Eat what makes you feel happy and healthy because, in the end, it is your body and nobody else's.

When I was about 15 years old, I became a little too health-obsessed, to the point where I developed an eating disorder. I restricted my calories and ate a low-carb diet. I became extremely underweight and developed other health issues, such as almost being anemic. This was quite a dark time in my life, however, through familial support and a change in mindset, I was able to overcome my anorexia.

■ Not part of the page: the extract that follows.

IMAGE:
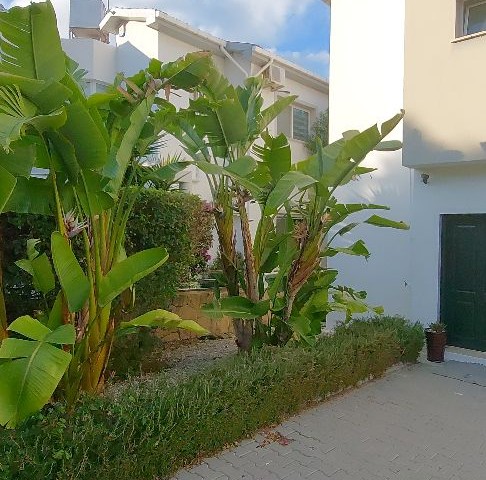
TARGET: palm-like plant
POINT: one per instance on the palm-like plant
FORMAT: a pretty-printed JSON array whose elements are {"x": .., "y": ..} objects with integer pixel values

After being "cured" of my eating disorder, I still did not have a healthy relationship with food. I saw food as evil, for I believed food would make me fat. I did want to eat but did not want to gain weight. I began looking for different diets that would make me feel satisfied while allowing me to keep my belly flat; I happened to stumble upon the vegan diet. In particular, I stumbled upon Freelee's Youtube channel, in which she advertised the vegan diet as a magical diet in which one could eat as many carbs as one wanted while still remaining lean.

And so, after watching countless of Youtube videos on veganism, I go vegan. I stop eating all animal products, even honey. I was a strict vegan. I would make a lot of my own foods because a lot of foods like granola bars, for example, have dairy or other animal products in them. I am not going to say I hated the vegan diet, or that I ever felt restricted because it was a wonderful experience that I would never take back. I learned that you can make good food without having to use animal products. I was vegan for about a year, and then I stopped.

To be completely honest, I do not know why I stopped being vegan, but I just remember saying I just wanted to eat chicken again.

When I went back to being an omnivore, I noticed I gained a lot of weight and felt uglier and more lethargic. I did not like this feeling of feeling heavier without energy, however, I remained an omnivore.

It was not until I got to college that my diet would again change. In my dining hall, there is a lot of vegan and vegetarian options. When the options are available, it is difficult for me to resists them, since I naturally have a tendency to eat fewer animal products. Currently, I have not been eating meat, and only eat either fish or eggs. However, the majority of the time I eat tofu, fruit, vegetables, and rice. I also don't consume dairy products because they upset my stomach.

I like my new diet, and I used to want to label myself as a "vegan" or as being "dairy-free" however, I don't care about those labels anymore. I eat the foods I like; I eat foods that make me feel happy and healthy.

In addition, I eat whenever I get hungry. If it is midnight and I am studying for an exam, I will go buy some chips and eat them, because I am hungry or I will munch on an apple because I can.

So, that is my diet, my diet is eating the foods I like and eating them at whatever time I want. If you do happen to follow a strict diet, like a vegan diet, I do not shame you for it, I think the vegan diet is a great diet. On the other hand, if you love steak or hamburgers, I do not shame you for that either, at one point in my life, I also ate steak. My point is, eat what makes you feel happy and healthy because, in the end, it is your body and nobody else's.